Normalde dinleti notlarına geçmem lazım ancak yazıyı uzatmak pahasına isterseniz alt başlıklar şekilde bazı özelliklere yakında bakış atalım. Genel kültür olarak bir kaç satır yazmak istiyorum. İlk önce faz değişikliği konusuna bir bakış atalım. Faz değişikli basit anlatımla kanalların yerini değiştirmek olarak düşünün. Reverse mod’a aldığınızda sol kanal sağ kanal, sağ kanalda sol kanal haline geliyor. Ancak işin derinliklerine girmeye başladığımız zaman özellikle pikap tarafında kayıtlarda kullanılan yatay ve dikey modülasyon olayına girmemiz gerekiyor. RIAA öncesi dönemlerde bazı kayıtlarda özellikle mono dönemlerde kaydedilmiş plaklarda yaşanan sorunların üstesinden gelmenin bir yolu. Aslında bir çok albümü dinlerken bu faz değişikliğinden dolayı bir fark duymayacaksınız. Ancak dediğim gibi RIAA öncesi büyük orkestra müziği dinleyenler böyle bir özelliği inanın çok arıyor olacaklardır. Tamam geniş koleksiyonu olan meraklıların ilgisini çekecek bir özellik olsa da, ben bu tarz ek özellikleri çok önemsiyorum ve açıkçası bazen gereksinim duyuyorum. Ben bu özelliği gördüğüme çok memnun oldum.
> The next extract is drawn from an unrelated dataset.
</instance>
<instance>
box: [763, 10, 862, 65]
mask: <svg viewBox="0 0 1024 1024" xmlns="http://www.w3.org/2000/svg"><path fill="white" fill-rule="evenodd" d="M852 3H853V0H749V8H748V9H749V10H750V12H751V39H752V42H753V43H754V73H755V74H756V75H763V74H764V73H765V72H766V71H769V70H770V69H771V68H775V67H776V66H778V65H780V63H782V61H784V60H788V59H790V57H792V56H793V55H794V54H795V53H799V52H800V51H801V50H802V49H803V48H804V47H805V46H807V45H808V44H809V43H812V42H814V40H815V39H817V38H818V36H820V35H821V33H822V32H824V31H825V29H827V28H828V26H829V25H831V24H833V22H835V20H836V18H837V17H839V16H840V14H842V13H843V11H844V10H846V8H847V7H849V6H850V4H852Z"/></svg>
Hoşuma giden bir diğer özellik ise pre girişi olması. Bu konumda amplifikatör bir nevi güç amplifikatörü haline geliyor. Ancak tam anlamı pre-katını tam olarak by-pass etmiyor. Pre katındaki tüpler bir nevi driver oluyor. Örneğin karmaşık bir pikap katı kullanmak istiyorsunuz ve pre-ampli özelliği de var. Bu durumda pikap dinlerken “Pre-In” konumunu kullandığınız zaman ses kontrolünü pikap katınızdan yapabilirsiniz. Bu durumu iki ayrı senaryo ile açıklayayım.
İlk örnekte elimde bulunan J.C.Verdier Control B pre-amplifikatörün pikap katını kullanmaya karar verdim diyelim. Bu kendi başına bir pre-amplifikatör olsa da, ben sadece pikap katı olarak kullanacağım. Bu noktada bir entegre amplifikatöre bu tarz bir pre-ampliyi eklediğiniz zaman sesi iki cihaz üzerindeki düğmeleri kullanarak kontrol edebilirsiniz. Dilemma şudur, pre-amplinin sesini azaltıp entegre amplifikatörden mi yükseltmeliyim yoksa tam tersi mi? Tabii bu arada iki ses kontrolcüsünün ortaya çıkardığı kayıpları ve bazen uyumsuzlukları da unutmayalım. Bu çözüm sayesinde ben pikap katımı kullanırken ses kontrolünü pre-amplim tarafımda yaptım. CD dinleyeceğim zaman ise Leben CS-600’ün pre-katını kullanmaya karar verdim. Dikkat edeceğiniz üzere bu çok spesifik bir durum. Normalde pikap katları kendi ses kontrolüne sahip değildir ancak tam tersi bir durum söz konusu olduğunda elinizin altında bu tarz bir özellik olması harika bir şey.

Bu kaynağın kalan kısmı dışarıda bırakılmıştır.